The only way the public can find out currently is through third-party websites collecting data. The website Inside Airbnb claims that in the last 12 months over 15,000 entire homes were off the market at some point due to being converted to Airbnbs. Fun fact: I actually checked these same stats a few months ago, and it was just under 14,000 homes, so it appears, according to this data, that over 1000 homes have been added to Airbnb in the past few months. Thousands of properties have been removed from the rental market for months on end. We are in the worst housing crisis we have ever seen, and the government is just allowing rental supply to disappear. We should not have to rely on third-party websites to try and figure out how many rentals have been removed. That data should be public, and the government should ensure that it is accurate. We also should not have entire homes being taken off the market unchecked.

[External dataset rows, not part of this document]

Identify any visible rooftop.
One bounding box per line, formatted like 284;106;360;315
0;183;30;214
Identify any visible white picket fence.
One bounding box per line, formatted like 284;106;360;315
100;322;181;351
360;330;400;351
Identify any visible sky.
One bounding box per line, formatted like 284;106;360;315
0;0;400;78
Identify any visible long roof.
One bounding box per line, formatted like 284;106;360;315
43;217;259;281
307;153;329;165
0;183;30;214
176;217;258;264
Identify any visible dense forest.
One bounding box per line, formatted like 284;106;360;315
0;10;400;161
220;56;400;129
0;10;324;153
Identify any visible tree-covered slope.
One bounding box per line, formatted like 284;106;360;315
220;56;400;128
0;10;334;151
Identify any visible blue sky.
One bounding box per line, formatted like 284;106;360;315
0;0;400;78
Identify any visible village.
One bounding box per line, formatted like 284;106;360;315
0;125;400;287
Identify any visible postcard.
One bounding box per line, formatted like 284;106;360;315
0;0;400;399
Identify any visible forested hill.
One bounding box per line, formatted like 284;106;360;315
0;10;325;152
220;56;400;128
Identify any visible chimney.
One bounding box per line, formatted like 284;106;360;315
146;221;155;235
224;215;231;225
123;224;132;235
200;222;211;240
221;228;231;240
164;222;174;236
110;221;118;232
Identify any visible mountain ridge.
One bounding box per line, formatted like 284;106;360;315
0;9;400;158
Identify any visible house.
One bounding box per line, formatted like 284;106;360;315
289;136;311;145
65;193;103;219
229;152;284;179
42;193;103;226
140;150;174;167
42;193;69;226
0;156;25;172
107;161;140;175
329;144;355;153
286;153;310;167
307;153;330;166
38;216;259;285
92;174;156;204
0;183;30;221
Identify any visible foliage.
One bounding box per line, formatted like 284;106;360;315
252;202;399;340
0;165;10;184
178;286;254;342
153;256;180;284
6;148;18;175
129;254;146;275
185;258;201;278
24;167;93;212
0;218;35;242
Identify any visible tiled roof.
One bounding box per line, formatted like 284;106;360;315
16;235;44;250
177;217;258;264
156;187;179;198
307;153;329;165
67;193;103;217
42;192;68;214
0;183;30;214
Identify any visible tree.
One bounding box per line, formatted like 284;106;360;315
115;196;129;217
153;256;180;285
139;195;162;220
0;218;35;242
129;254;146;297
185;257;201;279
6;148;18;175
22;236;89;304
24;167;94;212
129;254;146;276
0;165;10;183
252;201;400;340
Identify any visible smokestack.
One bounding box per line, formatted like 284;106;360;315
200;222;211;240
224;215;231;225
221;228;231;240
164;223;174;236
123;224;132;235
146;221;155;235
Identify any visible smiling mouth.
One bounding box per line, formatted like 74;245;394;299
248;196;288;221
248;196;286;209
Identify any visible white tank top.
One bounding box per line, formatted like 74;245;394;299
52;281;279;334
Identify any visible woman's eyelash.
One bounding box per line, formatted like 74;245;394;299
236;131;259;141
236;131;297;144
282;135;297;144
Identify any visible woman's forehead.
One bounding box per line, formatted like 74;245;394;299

I have additional concerns that the people being forced to use Airbnbs due to the lack of rentals are not then being afforded the same protections they would have if they were in a rental. I would also note that for the periods of time some short-stay properties are vacant the owners currently do not have to pay vacancy tax. We know that landlords are taking these homes off the market simply because they make more money from short stays, but I think the landlords and the government need to understand that housing is a human right and that just because you have commodified housing does not mean you are then exempt from housing people just to chase your own profit. My generation is increasingly being priced out of the housing market to buy. Now we have been left homeless due to the rental crisis, and many are feeling abandoned and frankly terrified for their future. Yet we are having to watch rentals being taken away and converted to short stay for landlord profit, and we cannot even get transparency on how many homes have been removed.
The government has a responsibility to house people. You have a responsibility to be a leader in the country on short-stay reform, to create a public registry of Airbnbs, to cap the number of days per year that a landlord can lease out an Airbnb and to allow owners corporations the power to ban short stays in apartment buildings – to do something to help. Stop dragging your feet, and get it done.